Before I called Frontier, BizMgrNow made a point of showing me emails from Frontier indicating that a service upgrade (to 3 mbps downstream) was imminent, but that there was a question of whether the upgrade had already happened or not. One email seemed to indicate that the new service was in effect, but it was unclear -- and there was no email specifically stating when the change was supposed to happen or that it had definitely already occurred.

Friday 9/9

The technician did not arrive until late morning the next day (9/9). (He also did not call ahead, but since I was already there this did not contribute to any delays.) He almost immediately installed a new DSL modem, but then had a great deal of difficulty getting it to communicate with Frontier's service.

This is the point at which the nature of BizA's IP address became an issue. I relayed to him several times the information -- which I thought at the time was correct -- that it was dynamic, and explained about the paperwork being wrong. My guess is that he wasted considerable time trying to get the modem to work in that configuration, and of course it wouldn't.

So I was relaying this information to the tech -- and it turned out to be wrong, because the Frontier account upgrade also included a static IP address, as BizMgrNow finally discovered in yet another email from Frontier (while diligently going through Frontier emails trying to find any clues to clarify the situation).

By this time, unfortunately, the technician had already spent well over an hour working on the problem and had contacted his backup support at Frontier, who was able to state definitively that the IP is now static. The tech had the modem configured within a few minutes after that, I confirmed that we were able to access the internet from the network, and he left.

After that, it was necessary for me to reconfigure the network so all the various services would work again. This involved the following items:

  • updating domains (mainly the email server subdomain) to point to the new IP address
  • learning my way around the new modem, which was not a drop-in replacement for the old one -- it included router functionality
  • trying to find documentation for the new modem, and discovering that there simply isn't any
  • using the new modem's router to route incoming requests to Julia so that email would work: SMTP, IMAP, HTTP, SSH
  • trying different configurations in different combinations -- many of which required rebooting of various devices and generally took several minutes to set up -- to see what worked best

After two hours or so of exploring menus and figuring out where various settings were and trying various configurations, email would only work if I pointed email clients at the server by using its LAN name (Julia) rather than the domain name, but that could easily have been due to propagation delay on the domain name -- which BlueHost refuses to set any lower than 4 hours.

On top of that, the router did not seem to have any way of assigning a fixed internal IP address to machines on the network (which is standard router functionality -- if you're going to have the router point a service port at a particular address, it's nice if the router doesn't go assigning that address to a different machine later on... which happened several times as machines lost their old address leases and got assigned addresses in the new router's address space, which was inexplicably set to a nonstandard range... requiring further rebooting when WinServer got moved to a new address and suddenly nobody could see the WinServDom domain).

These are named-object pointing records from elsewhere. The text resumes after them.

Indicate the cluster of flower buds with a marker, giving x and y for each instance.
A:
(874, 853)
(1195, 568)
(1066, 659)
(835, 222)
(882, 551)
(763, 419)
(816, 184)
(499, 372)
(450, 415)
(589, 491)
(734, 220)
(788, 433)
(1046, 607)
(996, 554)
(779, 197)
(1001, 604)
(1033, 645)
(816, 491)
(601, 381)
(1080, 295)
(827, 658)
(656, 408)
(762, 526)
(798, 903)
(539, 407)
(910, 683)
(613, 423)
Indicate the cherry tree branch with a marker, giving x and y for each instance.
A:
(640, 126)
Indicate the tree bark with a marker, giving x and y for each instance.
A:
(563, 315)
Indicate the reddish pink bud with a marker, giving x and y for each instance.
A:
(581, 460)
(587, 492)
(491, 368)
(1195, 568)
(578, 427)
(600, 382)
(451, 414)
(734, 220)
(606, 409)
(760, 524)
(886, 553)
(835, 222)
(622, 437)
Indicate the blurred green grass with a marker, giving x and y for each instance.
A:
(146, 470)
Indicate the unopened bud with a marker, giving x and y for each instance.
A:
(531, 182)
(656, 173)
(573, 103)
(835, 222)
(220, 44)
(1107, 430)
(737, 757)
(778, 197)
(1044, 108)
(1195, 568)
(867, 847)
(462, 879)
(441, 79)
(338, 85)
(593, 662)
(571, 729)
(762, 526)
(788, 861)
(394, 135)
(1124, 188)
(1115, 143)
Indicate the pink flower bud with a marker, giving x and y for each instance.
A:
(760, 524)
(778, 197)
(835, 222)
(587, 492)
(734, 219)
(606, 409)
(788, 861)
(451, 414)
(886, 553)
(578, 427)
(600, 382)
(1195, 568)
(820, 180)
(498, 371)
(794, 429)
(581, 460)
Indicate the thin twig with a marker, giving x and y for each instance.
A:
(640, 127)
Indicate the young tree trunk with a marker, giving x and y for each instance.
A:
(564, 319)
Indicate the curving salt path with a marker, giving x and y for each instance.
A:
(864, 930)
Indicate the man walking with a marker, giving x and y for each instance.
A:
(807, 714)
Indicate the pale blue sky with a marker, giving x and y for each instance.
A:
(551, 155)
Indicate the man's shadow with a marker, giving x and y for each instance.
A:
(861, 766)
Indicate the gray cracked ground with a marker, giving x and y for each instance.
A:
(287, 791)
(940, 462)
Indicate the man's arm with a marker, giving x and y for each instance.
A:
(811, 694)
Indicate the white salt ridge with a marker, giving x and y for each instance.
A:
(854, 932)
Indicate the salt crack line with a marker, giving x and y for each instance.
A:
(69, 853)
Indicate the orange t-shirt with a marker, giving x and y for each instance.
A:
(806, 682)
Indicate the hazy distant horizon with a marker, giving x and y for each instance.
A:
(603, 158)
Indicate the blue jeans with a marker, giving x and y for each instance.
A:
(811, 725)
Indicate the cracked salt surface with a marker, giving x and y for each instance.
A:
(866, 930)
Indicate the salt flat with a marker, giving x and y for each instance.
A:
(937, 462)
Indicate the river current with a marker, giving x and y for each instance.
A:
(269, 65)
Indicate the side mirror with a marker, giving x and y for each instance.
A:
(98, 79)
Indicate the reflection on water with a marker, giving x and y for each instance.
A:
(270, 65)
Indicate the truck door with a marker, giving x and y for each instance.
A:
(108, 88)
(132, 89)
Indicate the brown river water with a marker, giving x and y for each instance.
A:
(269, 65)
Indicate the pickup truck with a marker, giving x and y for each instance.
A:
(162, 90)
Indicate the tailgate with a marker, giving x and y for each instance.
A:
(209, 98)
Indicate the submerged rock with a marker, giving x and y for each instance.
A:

Thinking that people might want to continue using email, I set up all 3 email clients to point directly to Julia rather than the domain, tested everyone's email, and planned to come back the next day after the domain name had finished propagating.

Saturday 9/10

I returned to BizA at 9 a.m. (as soon as possible after our regular trip to the Farmers' Market) and determined that the router was refusing to route self-referential domain-name requests from within the network.

Let me explain the term "self-referential domain-name requests" little more clearly.

From within the network, the email server is known as "Julia", and it has a local IP address (192.168.1.something -- see wikipedia:network address translation). Anyone in on the network can talk directly to Julia.

From outside the network, you can't make requests directly to machines inside the network; you have to talk to the firewall and ask it for a particular service (where each service has an assigned port -- so sending a request to a particular port is the same as asking for a particular service).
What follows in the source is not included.